Through preceptoriship your employer can help you transform from student nurse to staff nurse …
“I keep being told that I should ask about the preceptorship scheme,” says Camilla Smith, third year student nurse. “But to be honest, I don’t even know what makes a good preceptorship and what makes a bad one.”
If a role is available for a newly qualified nurse then the NMC states that there should be a procedure in place to help ease them safely into the role of a nurse. This tends to be known as a “preceptorship”.
Every workplace is different in how they go about preceptorship but newly qualified nurses tend to be referred to as being “on preceptorship” during their first six months to a year.
This involves you being assigned a “preceptor” to help show you the ropes and offer support. Many workplaces also give a new nurse a period of time working supernumerary while they find their feet.

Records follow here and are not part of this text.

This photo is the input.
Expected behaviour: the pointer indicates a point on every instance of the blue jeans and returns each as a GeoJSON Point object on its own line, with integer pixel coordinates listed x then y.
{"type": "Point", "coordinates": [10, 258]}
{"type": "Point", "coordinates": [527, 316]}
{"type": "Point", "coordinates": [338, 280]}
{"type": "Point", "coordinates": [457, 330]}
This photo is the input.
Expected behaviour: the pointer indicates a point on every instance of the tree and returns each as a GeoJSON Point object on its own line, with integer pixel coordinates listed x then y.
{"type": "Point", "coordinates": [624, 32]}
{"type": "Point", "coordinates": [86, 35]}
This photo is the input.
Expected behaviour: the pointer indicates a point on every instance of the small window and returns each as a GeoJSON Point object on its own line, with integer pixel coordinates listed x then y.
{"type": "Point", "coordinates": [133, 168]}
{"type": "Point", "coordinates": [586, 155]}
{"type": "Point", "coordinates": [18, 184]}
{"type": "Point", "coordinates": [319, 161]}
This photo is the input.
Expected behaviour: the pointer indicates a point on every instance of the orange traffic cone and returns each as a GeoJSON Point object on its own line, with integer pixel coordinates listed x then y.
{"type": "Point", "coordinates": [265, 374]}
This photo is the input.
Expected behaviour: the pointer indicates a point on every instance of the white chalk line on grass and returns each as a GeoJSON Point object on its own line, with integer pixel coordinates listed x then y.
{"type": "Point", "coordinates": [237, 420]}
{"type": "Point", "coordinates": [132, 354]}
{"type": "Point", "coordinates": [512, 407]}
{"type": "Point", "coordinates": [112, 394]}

You may be given a pack containing information about the ward and letting you know what you need to do in order to pass your preceptorship. This is to give you the chance to carry out tasks under supervision that you might not have been able to do as a student.
Once your preceptor and manager feel you have achieved everything you need to to pass your preceptorship you will be able to move up your first pay increment.
In your interview, you could ask:
- Do newly qualified nurses on your ward work supernumerary initially? If yes, for how long?
- If I were to be offered the job, would I be assigned a preceptor?
- Do you provide a preceptorship pack?
Although it may seem like extra work, your preceptorship can really help build your confidence.
It encourages you to reflect on how you are doing, both by yourself and with your preceptor and acts as building block between the role you had as a student and the role you have now as a nurse.